For the following code
void fun(const int&);
int f1() {
const int i = 3;
fun(i);
return i;
}
static int bar(const int i) {
fun(i);
return i;
}
int f2() {
return bar(3);
}
Both GCC and Clang are capable of optimizing the function f1() to directly return 3, as the compilers consider that calling fun(i) won't modify the value of i, since such an action would result in undefined behavior. However, both GCC and Clang are unable to apply the same optimization to the function f2(). The compilers still generate code to load the value of i from memory. Below is the code for f1() and f2() generated by GCC. Compiler Explorer
f1():
subq $24, %rsp
leaq 12(%rsp), %rdi
movl $3, 12(%rsp)
call fun(int const&)
movl $3, %eax ! <-- Returns 3 directly.
addq $24, %rsp
ret
f2():
subq $24, %rsp
leaq 12(%rsp), %rdi
movl $3, 12(%rsp)
call fun(int const&)
movl 12(%rsp), %eax ! <-- Load the return value from memory.
addq $24, %rsp
ret
Even though the standard does not require that compilers must perform such optimizations, I believe compilers should have the capability to optimize f2() to directly return 3 as well. In my view, this would result in more efficient code (please correct me if I'm mistaken). When the compiler inlines the calling bar(3) into function f2(), it should be able to deduce that calling fun(i) will not modify the value of i.

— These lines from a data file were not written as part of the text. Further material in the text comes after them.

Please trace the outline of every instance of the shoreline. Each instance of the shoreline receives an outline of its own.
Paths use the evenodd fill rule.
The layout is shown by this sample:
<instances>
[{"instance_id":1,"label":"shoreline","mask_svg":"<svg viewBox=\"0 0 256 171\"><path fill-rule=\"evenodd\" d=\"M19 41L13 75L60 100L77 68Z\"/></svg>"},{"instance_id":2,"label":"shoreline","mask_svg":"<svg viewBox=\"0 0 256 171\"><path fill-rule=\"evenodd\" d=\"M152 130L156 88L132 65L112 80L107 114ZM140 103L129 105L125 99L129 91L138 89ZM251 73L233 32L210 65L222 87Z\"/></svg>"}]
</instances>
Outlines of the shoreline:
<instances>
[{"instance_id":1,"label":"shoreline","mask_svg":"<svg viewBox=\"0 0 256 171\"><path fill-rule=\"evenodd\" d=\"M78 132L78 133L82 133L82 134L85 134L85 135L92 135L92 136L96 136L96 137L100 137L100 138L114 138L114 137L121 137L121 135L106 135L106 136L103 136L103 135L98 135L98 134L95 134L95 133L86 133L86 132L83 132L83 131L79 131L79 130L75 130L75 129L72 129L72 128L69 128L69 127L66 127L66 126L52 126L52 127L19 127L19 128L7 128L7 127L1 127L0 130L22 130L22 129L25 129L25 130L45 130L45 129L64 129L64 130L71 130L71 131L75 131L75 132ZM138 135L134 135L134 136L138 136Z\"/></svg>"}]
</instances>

Continuing with another example. When I replace the variable i in function f1() with a class type, Clang is still able to optimize it to return 3. However, GCC opts to load the return value from memory instead:
struct A {
int i;
};
void fun(const A&);
int f3() {
const A a{3};
fun(a);
return a.i;
}
Here is the code generated by GCC:
f3():
subq $24, %rsp
leaq 12(%rsp), %rdi
movl $3, 12(%rsp)
call fun(A const&)
movl 12(%rsp), %eax ! <-- Load the return value from memory.
addq $24, %rsp
ret
and Clang:
f3():
pushq %rax
movl $3, (%rsp)
movq %rsp, %rdi
callq fun(A const&)@PLT
movl $3, %eax ! <-- Returns 3 directly.
popq %rcx
retq
Why doesn't GCC optimize the function to directly return 3? Is it because GCC considers loading the return value from memory to be equally efficient as directly returning a constant?